昼休憩の食堂で、ユキが唐突にそう口にした。


手にしていたスープが、カチャリと揺れる。


「……俺には関係ない」


そう返したつもりだった。

けれど、ユキは表情を変えなかった。


「でも、上が推薦してるらしいですよ。“空気が変わった”って」


(それは俺のせいじゃない)


言葉にしようとしたが、できなかった。


「“空気を変えた”人が、その座にふさわしい……私は、そう思います」


彼女はそう言って、静かにスプーンを口に運んだ。


周囲のギルド員が、一瞬だけこちらを見た気がした。


 


***


 


廊下を歩いていると、今まで挨拶すらしてこなかった男が軽く会釈してきた。


訓練場では、若手が「セイタさんの構え、参考にしてます」と言ってきた。


物言わぬ誰かが、背後からついてくる気配。


無数の視線が、静かに“後押し”してくる。


 


ギルドマスターに呼び出されたのは、その翌日だった。


応接室。静かな光。カップに注がれる茶の香り。


「副団長職に、空きが出た」


ヴァレンの声は、感情の揺れを含んでいなかった。


「推薦が上がっている。
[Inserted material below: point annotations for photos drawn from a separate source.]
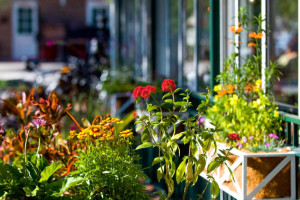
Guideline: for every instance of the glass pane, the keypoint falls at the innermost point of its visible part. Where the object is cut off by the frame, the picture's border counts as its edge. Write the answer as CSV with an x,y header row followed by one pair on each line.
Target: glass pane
x,y
174,39
24,20
189,78
283,18
204,64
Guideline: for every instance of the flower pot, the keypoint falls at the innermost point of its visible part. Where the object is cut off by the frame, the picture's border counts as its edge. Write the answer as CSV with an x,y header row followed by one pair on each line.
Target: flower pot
x,y
258,175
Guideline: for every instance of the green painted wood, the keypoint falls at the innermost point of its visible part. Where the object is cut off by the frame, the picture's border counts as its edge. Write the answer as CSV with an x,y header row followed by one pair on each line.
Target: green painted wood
x,y
288,134
290,118
295,135
214,29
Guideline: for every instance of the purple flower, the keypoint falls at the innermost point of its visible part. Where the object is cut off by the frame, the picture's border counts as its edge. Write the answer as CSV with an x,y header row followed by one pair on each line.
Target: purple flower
x,y
273,136
39,122
267,144
239,145
200,121
1,128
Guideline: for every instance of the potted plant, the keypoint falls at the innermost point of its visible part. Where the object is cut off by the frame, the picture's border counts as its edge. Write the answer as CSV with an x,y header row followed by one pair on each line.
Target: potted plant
x,y
159,130
252,114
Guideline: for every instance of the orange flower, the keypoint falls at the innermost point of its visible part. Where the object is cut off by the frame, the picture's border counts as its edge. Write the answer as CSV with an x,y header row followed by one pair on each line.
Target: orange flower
x,y
126,133
251,44
230,89
259,36
236,31
223,92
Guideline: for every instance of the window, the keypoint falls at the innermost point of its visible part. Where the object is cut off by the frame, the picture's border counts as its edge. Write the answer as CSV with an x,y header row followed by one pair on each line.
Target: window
x,y
24,21
283,48
204,45
100,17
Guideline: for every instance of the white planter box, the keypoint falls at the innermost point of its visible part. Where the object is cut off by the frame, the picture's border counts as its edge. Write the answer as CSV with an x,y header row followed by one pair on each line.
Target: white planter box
x,y
258,175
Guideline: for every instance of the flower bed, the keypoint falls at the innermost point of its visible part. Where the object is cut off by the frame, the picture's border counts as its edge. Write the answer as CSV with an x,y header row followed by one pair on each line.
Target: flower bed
x,y
257,175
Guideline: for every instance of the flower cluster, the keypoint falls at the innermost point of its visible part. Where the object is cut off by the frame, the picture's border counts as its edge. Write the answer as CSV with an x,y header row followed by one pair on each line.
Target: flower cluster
x,y
144,92
102,131
226,89
250,108
168,85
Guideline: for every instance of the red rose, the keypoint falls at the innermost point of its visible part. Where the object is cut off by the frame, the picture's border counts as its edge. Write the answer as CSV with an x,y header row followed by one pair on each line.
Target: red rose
x,y
146,92
137,92
233,136
168,85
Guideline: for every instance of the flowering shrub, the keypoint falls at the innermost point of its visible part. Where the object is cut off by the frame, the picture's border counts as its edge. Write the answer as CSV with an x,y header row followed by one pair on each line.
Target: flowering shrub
x,y
106,168
159,130
250,108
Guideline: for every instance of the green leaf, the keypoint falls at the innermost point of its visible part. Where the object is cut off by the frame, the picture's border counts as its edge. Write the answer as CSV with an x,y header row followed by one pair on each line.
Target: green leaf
x,y
214,190
145,145
50,170
160,172
169,101
177,136
70,182
157,160
200,165
145,136
180,171
212,166
139,127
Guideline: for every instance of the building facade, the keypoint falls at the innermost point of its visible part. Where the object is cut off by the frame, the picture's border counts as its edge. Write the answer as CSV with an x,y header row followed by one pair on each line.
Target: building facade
x,y
43,29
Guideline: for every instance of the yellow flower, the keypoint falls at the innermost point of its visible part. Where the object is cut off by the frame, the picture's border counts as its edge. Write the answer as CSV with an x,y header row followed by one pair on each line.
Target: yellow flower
x,y
215,108
217,98
234,100
126,133
117,120
276,114
217,88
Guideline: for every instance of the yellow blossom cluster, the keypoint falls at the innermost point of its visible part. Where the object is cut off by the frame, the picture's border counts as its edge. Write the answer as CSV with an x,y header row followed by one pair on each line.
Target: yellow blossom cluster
x,y
102,131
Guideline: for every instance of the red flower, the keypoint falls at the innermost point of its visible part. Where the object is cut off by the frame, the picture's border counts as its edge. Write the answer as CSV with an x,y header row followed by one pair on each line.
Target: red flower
x,y
137,92
168,85
146,92
233,136
134,115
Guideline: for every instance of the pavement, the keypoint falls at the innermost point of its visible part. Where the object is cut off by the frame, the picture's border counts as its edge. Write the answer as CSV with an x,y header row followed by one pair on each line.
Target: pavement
x,y
46,73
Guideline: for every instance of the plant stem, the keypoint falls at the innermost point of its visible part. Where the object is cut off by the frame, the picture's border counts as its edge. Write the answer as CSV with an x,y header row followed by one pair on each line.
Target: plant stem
x,y
37,152
204,189
185,189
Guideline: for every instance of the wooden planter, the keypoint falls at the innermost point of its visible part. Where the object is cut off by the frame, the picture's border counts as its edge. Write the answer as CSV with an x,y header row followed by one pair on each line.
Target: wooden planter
x,y
121,103
258,175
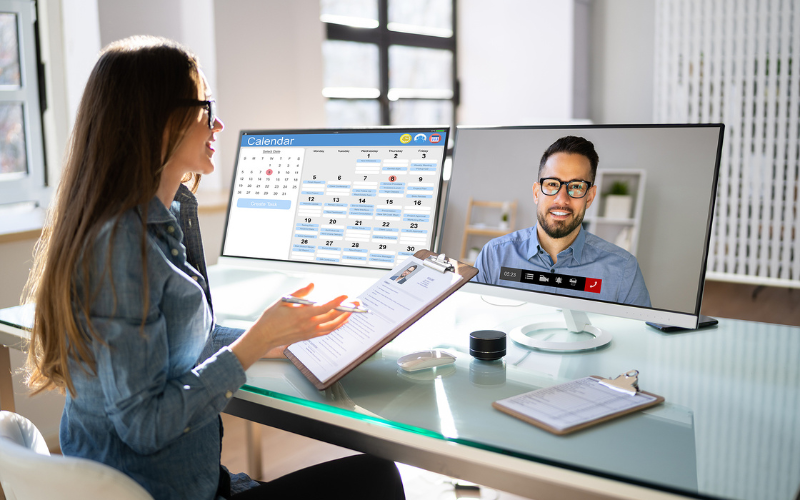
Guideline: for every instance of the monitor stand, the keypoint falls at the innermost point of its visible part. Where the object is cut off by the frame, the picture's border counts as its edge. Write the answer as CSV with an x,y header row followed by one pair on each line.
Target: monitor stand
x,y
574,321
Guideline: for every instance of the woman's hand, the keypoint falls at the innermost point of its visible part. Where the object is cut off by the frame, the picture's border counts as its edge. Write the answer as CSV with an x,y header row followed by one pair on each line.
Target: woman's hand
x,y
282,324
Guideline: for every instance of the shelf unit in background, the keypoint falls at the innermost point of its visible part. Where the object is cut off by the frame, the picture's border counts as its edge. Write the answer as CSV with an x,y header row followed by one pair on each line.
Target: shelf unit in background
x,y
485,230
613,229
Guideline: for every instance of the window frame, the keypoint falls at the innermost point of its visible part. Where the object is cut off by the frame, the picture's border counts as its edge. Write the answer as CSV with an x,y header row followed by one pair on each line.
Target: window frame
x,y
384,38
32,186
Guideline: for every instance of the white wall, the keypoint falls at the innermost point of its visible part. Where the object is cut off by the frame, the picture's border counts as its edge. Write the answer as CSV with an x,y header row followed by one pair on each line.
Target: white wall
x,y
622,61
515,61
269,67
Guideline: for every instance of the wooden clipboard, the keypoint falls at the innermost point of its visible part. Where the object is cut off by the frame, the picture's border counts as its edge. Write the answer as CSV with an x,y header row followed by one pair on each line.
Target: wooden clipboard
x,y
542,425
467,272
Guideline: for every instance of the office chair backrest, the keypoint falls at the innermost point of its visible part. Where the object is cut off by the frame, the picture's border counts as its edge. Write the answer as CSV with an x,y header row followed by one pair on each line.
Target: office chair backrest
x,y
29,472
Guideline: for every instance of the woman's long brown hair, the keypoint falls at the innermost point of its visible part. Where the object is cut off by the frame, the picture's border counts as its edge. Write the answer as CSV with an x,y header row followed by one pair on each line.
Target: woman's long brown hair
x,y
129,123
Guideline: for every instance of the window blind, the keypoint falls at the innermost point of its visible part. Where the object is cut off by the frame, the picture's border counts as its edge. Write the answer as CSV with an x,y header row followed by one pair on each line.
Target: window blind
x,y
736,62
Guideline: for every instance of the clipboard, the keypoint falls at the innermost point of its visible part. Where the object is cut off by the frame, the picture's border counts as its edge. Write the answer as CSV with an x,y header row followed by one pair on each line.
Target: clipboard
x,y
646,401
430,259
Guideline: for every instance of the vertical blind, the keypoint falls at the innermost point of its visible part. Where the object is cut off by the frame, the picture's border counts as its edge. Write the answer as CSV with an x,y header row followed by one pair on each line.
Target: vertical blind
x,y
736,62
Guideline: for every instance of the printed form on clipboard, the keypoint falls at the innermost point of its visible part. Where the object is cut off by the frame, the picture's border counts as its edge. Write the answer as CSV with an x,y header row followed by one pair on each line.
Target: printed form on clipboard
x,y
397,300
575,405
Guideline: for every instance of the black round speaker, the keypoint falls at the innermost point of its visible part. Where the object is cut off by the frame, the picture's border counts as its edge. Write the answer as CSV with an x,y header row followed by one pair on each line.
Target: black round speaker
x,y
487,345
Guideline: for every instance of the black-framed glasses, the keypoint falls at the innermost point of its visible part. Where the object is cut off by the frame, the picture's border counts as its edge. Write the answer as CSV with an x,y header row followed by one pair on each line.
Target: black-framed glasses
x,y
210,106
575,188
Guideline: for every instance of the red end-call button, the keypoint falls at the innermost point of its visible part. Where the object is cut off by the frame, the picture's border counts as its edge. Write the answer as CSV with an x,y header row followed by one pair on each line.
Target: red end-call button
x,y
593,285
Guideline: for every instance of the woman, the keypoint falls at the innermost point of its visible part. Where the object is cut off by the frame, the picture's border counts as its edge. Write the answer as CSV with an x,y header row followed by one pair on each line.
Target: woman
x,y
123,313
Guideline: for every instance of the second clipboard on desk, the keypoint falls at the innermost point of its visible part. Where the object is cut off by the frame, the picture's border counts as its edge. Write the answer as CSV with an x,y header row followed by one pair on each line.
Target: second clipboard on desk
x,y
572,406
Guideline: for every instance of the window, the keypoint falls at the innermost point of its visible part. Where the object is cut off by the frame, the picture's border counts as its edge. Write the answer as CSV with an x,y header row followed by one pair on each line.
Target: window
x,y
389,62
22,170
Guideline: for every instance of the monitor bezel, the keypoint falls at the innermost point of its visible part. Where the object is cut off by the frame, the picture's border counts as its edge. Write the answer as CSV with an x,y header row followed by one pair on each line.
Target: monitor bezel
x,y
651,314
290,265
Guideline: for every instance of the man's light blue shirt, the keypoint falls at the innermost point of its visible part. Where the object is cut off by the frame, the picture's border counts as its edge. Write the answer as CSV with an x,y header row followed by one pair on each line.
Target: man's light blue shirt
x,y
587,257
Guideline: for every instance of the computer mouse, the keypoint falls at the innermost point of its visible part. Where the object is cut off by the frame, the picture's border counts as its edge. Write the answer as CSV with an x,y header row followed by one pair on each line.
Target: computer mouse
x,y
425,359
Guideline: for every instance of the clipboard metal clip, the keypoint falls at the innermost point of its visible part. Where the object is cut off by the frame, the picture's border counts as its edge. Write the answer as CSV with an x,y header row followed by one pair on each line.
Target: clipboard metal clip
x,y
627,382
439,263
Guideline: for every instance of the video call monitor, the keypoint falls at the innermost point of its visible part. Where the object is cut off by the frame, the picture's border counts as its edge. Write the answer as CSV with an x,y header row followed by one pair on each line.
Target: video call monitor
x,y
348,197
644,217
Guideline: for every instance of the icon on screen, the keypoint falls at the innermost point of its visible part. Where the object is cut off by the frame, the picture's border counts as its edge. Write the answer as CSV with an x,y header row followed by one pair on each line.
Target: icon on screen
x,y
593,285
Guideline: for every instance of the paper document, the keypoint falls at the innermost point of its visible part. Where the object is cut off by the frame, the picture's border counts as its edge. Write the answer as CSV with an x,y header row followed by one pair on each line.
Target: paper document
x,y
392,300
574,403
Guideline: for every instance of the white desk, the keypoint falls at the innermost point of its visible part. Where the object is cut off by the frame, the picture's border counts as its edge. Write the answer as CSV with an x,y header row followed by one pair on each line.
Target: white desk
x,y
730,427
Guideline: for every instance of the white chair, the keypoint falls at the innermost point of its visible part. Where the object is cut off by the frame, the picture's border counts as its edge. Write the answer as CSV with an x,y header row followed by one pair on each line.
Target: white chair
x,y
27,471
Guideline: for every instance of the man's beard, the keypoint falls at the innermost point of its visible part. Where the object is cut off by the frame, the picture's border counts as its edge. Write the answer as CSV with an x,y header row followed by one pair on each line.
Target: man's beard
x,y
560,229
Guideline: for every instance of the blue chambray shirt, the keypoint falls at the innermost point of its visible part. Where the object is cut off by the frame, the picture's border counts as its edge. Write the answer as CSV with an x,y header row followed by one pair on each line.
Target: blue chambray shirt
x,y
587,257
152,410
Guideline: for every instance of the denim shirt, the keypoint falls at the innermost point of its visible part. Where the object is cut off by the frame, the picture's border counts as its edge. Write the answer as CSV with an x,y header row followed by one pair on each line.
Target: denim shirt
x,y
588,257
152,409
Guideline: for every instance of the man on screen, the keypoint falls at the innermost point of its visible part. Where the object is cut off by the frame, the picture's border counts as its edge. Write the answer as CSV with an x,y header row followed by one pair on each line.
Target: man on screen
x,y
557,245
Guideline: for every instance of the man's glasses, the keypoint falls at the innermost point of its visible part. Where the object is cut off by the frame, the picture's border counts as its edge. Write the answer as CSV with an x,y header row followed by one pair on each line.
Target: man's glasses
x,y
575,189
211,109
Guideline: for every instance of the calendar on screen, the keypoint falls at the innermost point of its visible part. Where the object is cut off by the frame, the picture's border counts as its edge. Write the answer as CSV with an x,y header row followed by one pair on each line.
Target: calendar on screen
x,y
366,197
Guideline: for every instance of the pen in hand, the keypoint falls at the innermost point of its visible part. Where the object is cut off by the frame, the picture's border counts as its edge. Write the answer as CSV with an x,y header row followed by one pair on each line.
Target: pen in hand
x,y
297,300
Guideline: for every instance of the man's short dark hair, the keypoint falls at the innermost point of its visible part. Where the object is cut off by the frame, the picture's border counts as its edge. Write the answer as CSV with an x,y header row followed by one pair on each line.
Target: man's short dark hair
x,y
574,145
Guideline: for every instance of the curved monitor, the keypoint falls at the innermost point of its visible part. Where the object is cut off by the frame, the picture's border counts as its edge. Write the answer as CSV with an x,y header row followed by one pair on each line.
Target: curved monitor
x,y
640,249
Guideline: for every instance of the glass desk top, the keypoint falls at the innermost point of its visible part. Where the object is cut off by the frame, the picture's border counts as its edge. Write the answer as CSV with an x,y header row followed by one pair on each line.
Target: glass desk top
x,y
730,427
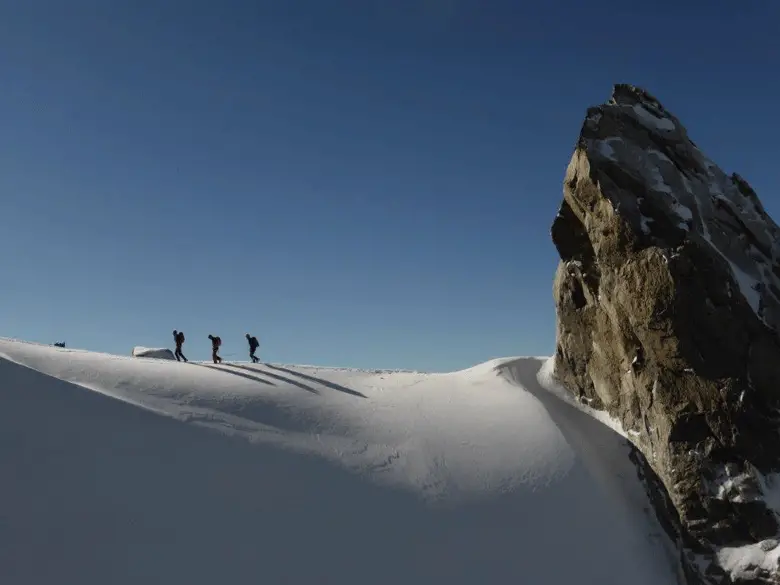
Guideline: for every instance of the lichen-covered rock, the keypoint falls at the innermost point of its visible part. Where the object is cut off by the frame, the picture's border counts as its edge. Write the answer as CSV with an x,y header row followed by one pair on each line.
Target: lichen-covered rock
x,y
668,304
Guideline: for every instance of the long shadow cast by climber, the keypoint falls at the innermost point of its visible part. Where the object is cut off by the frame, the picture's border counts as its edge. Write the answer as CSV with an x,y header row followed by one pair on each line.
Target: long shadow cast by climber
x,y
331,385
300,385
247,376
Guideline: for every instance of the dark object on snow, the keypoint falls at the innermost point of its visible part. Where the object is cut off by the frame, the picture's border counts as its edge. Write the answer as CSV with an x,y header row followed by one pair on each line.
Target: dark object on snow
x,y
253,345
178,339
668,318
215,343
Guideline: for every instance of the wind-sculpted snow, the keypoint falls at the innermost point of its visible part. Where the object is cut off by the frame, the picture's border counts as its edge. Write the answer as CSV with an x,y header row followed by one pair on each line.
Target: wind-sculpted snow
x,y
120,470
685,194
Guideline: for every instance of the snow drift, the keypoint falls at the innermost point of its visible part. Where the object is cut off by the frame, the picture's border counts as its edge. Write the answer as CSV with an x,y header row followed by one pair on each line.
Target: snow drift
x,y
125,471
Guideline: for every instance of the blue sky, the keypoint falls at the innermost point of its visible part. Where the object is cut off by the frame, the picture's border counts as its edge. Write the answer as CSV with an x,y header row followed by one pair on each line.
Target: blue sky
x,y
364,183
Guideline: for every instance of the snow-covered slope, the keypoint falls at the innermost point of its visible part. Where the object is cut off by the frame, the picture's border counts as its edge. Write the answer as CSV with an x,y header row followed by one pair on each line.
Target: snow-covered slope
x,y
125,471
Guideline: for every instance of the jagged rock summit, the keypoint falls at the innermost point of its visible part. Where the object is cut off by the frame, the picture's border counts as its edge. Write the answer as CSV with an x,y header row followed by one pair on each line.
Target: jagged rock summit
x,y
668,304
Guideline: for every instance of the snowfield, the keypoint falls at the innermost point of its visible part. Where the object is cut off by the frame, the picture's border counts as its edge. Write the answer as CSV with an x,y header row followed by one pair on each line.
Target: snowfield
x,y
123,470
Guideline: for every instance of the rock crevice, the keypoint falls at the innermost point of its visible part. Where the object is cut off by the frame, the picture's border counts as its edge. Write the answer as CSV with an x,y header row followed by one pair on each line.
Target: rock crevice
x,y
668,312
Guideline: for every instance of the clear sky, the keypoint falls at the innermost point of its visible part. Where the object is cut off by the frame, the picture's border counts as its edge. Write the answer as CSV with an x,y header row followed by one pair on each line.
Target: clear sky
x,y
362,183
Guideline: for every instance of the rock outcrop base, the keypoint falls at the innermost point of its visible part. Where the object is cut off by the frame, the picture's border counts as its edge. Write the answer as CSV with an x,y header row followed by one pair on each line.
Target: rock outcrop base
x,y
668,311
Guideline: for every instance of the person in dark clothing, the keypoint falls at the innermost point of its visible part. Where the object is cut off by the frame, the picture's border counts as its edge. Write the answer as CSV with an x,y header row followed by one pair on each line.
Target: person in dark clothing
x,y
253,345
215,343
178,339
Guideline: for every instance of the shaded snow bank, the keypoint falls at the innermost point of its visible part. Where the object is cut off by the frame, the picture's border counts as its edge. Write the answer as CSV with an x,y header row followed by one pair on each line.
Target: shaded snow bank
x,y
313,475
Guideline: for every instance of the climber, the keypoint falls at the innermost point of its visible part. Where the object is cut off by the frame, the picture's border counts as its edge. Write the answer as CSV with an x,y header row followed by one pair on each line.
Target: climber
x,y
215,343
253,345
178,339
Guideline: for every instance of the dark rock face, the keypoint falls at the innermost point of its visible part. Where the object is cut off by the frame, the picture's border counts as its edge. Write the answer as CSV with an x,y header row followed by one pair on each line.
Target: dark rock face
x,y
668,307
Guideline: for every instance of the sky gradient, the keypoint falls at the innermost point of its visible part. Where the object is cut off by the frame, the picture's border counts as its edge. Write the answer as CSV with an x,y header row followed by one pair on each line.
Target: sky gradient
x,y
358,183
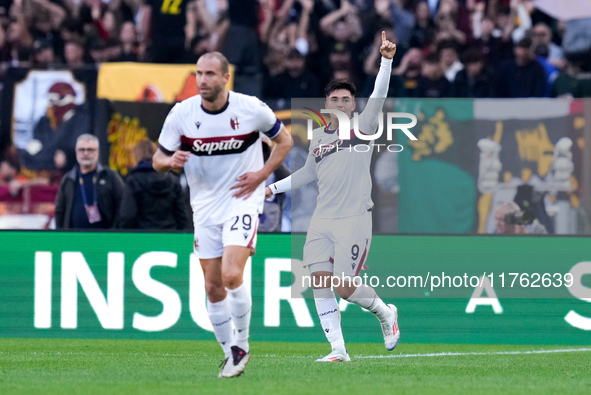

君を――という声だ」


「……断る」


即答だった。


「責任は、俺には重すぎる」


「そうか」


ヴァレンはそれ以上、何も言わなかった。


ただ最後に、カップを置く音だけが響いた。


「君がそう言うなら、それが正しいのだろう」


 


***


 


けれど――


その夜。


ギルド内の掲示板に、こう書かれていた。


《副団長選任延期》

※候補としてセイタの名が挙がっているが、本人の希望により見送り。

※当面の実務はセイタが担当することとする。


「……は?」


貼り出されたそれを見た瞬間、頭が真っ白になった。


(いや、断ったんだが)


が、周囲の反応はまるで違った。


「セイタさんらしいよな」

「責任より現場を選ぶ。さすがだわ」

「ほんと、俺たちのこと分かってくれてるって感じ」


誰も疑っていなかった。


“任されても当然の男が、それを辞退した”──そう受け止めていた。


 


***


 


その夜。


自室でひとり、セイタは硬いベッドに座っていた。


拳を握る。震えてなどいない。だが、手のひらは汗ばんでいた。


(……断ったのに)


(ただ、静かに消えていきたかったのに)


けれど、世界はもう、静かにはならなかった。


「……また一歩、戻れなくなったな」


吐き捨てるように、呟いた。


その声は、自分にしか届かない。